Diffusion Model-based Reinforcement Learning for Version Age of Information Scheduling: Average and Tail-Risk-Sensitive Control
Haoyuan Pan, Sizhao Chen, Zhaorui Wang, Tse-Tin Chan
TL;DR
This work tackles semantic staleness in multi-user VAoI scheduling under stochastic arrivals and unreliable channels by formulating a CMDP and proposing two DRL frameworks. The risk-neutral baseline, D2SAC, uses a diffusion-based actor to enrich policy generation and improve mean VAoI under a long-term transmission-cost constraint. The risk-sensitive extension, RS-D3SAC, couples a diffusion-based actor with a distributional QR-DQN critic to model the full VAoI return distribution and optimize CVaR, achieving substantial tail-risk reductions without sacrificing mean performance. Experimental results show that diffusion enhances mean performance, while the distributional critic drives the dominant gains in tail-risk control, yielding a robust, risk-aware VAoI scheduling approach for wireless networks.
Abstract
Ensuring timely and semantically accurate information delivery is critical in real-time wireless systems. While Age of Information (AoI) quantifies temporal freshness, Version Age of Information (VAoI) captures semantic staleness by accounting for version evolution between transmitters and receivers. Existing VAoI scheduling approaches primarily focus on minimizing average VAoI, overlooking rare but severe staleness events that can compromise reliability under stochastic packet arrivals and unreliable channels.
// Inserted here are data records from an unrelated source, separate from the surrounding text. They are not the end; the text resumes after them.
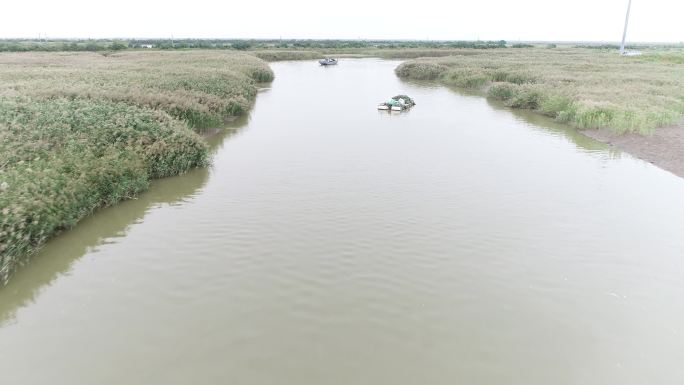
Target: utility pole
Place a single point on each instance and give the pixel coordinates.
(624, 33)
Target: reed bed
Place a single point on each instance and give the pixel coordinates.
(79, 131)
(582, 87)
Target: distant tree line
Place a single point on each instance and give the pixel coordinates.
(16, 45)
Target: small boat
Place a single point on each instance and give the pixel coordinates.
(397, 103)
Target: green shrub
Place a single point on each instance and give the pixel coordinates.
(63, 158)
(420, 70)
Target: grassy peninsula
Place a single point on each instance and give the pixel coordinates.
(587, 88)
(79, 131)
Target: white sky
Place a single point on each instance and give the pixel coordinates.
(567, 20)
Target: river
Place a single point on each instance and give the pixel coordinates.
(330, 243)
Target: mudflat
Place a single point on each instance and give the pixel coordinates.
(664, 147)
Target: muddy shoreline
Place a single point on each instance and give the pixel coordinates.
(663, 148)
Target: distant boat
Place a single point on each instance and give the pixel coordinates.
(398, 103)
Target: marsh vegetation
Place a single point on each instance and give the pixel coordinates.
(80, 131)
(585, 88)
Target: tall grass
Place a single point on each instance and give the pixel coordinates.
(582, 87)
(83, 131)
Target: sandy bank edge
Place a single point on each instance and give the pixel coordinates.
(663, 148)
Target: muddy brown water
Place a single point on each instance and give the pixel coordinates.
(460, 242)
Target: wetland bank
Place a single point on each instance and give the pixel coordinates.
(458, 242)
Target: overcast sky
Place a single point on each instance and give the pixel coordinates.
(571, 20)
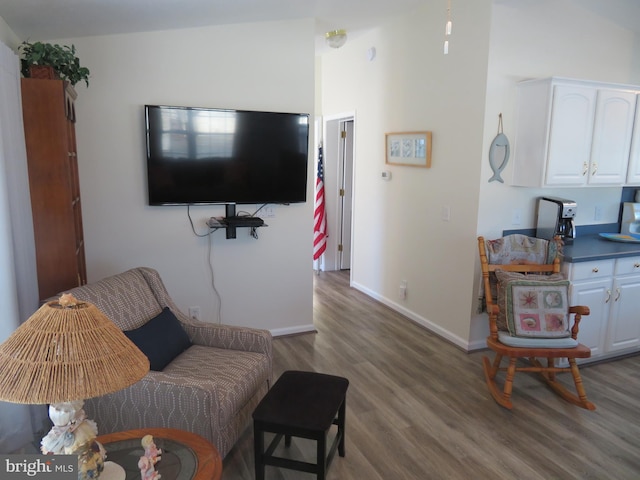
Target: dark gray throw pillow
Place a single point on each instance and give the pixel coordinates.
(161, 339)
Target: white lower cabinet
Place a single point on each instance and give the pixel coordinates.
(611, 290)
(623, 332)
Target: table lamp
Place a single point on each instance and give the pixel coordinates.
(68, 350)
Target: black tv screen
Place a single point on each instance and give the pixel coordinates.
(209, 156)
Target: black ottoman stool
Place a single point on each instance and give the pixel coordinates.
(304, 405)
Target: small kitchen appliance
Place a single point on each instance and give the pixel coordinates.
(556, 216)
(630, 218)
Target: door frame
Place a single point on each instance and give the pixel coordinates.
(332, 165)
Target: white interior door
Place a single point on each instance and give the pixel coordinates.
(345, 201)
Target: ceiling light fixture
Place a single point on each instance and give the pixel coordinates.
(336, 38)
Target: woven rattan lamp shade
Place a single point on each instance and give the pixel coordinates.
(67, 353)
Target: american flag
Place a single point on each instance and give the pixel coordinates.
(319, 215)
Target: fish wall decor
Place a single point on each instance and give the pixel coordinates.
(499, 153)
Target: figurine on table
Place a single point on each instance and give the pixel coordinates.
(150, 450)
(147, 472)
(149, 459)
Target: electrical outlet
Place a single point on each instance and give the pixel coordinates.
(446, 213)
(597, 213)
(268, 211)
(194, 313)
(516, 216)
(402, 291)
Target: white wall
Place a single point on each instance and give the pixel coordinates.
(399, 233)
(7, 36)
(264, 283)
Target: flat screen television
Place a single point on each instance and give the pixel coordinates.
(216, 156)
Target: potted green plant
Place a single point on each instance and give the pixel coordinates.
(61, 58)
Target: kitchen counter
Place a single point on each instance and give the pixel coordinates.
(593, 247)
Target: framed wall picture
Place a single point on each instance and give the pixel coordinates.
(409, 148)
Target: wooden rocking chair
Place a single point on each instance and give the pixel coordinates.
(530, 350)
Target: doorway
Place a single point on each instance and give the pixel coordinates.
(339, 156)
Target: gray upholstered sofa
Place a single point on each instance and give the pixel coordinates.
(211, 388)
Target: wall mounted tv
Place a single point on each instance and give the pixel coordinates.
(210, 156)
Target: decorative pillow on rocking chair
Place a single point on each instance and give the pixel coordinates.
(535, 306)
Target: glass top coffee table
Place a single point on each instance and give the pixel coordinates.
(185, 455)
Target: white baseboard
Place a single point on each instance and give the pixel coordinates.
(432, 327)
(280, 332)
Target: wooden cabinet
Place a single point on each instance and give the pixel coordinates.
(49, 126)
(611, 290)
(572, 133)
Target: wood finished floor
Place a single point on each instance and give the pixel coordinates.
(418, 407)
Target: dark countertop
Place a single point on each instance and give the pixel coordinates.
(593, 247)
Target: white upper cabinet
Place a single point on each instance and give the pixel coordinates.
(572, 133)
(612, 131)
(569, 135)
(633, 173)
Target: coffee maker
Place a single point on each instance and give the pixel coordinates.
(630, 218)
(556, 216)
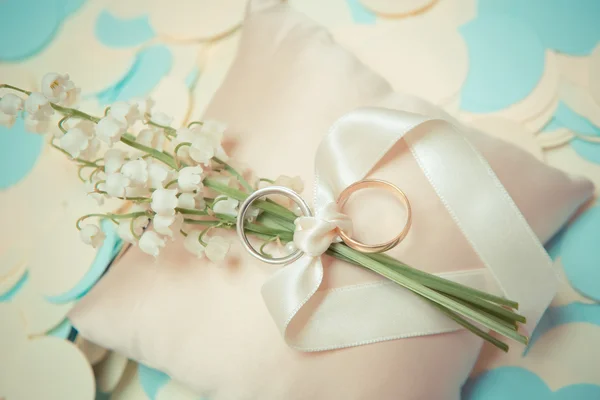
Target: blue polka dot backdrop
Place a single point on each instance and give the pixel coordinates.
(509, 45)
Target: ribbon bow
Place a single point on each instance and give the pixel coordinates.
(314, 235)
(368, 313)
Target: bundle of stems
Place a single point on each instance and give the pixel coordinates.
(477, 311)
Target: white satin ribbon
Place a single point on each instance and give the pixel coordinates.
(461, 177)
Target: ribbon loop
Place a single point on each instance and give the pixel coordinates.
(516, 265)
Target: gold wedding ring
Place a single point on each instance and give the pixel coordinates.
(375, 184)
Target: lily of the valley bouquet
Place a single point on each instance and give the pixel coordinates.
(286, 297)
(180, 181)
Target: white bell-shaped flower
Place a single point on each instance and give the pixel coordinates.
(71, 96)
(11, 104)
(226, 206)
(36, 125)
(92, 235)
(190, 179)
(161, 118)
(136, 171)
(164, 201)
(113, 160)
(91, 152)
(125, 113)
(187, 201)
(216, 248)
(157, 175)
(167, 225)
(38, 107)
(192, 244)
(7, 120)
(136, 191)
(184, 135)
(116, 184)
(124, 230)
(151, 243)
(110, 130)
(151, 137)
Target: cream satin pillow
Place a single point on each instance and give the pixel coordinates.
(207, 325)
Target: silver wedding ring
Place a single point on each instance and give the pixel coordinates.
(241, 220)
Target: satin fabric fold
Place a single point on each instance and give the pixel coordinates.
(474, 197)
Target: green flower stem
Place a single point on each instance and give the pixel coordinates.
(159, 155)
(452, 287)
(170, 131)
(427, 293)
(275, 209)
(234, 172)
(191, 212)
(470, 327)
(111, 216)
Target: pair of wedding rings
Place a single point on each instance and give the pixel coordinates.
(306, 211)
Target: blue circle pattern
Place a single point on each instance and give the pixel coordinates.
(516, 383)
(19, 151)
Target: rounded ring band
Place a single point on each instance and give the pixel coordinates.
(271, 190)
(378, 184)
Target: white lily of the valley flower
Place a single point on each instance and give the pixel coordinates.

This paper investigates both average-oriented and tail-risk-sensitive VAoI scheduling in a multi-user status update system with long-term transmission cost constraints. We first formulate the average VAoI minimization problem as a constrained Markov decision process and introduce a deep diffusion-based Soft Actor-Critic (D2SAC) algorithm. By generating actions through a diffusion-based denoising process, D2SAC enhances policy expressiveness and establishes a strong baseline for mean performance. Building on this foundation, we put forth RS-D3SAC, a risk-sensitive deep distributional diffusion-based Soft Actor-Critic algorithm. RS-D3SAC integrates a diffusion-based actor with a quantile-based distributional critic, explicitly modeling the full VAoI return distribution. This enables principled tail-risk optimization via Conditional Value-at-Risk (CVaR) while satisfying long-term transmission cost constraints. Extensive simulations show that, while D2SAC reduces average VAoI, RS-D3SAC consistently achieves substantial reductions in CVaR without sacrificing mean performance. The dominant gain in tail-risk reduction stems from the distributional critic, with the diffusion-based actor providing complementary refinement to stabilize and enrich policy decisions, highlighting their effectiveness for robust and risk-aware VAoI scheduling in multi-user wireless systems.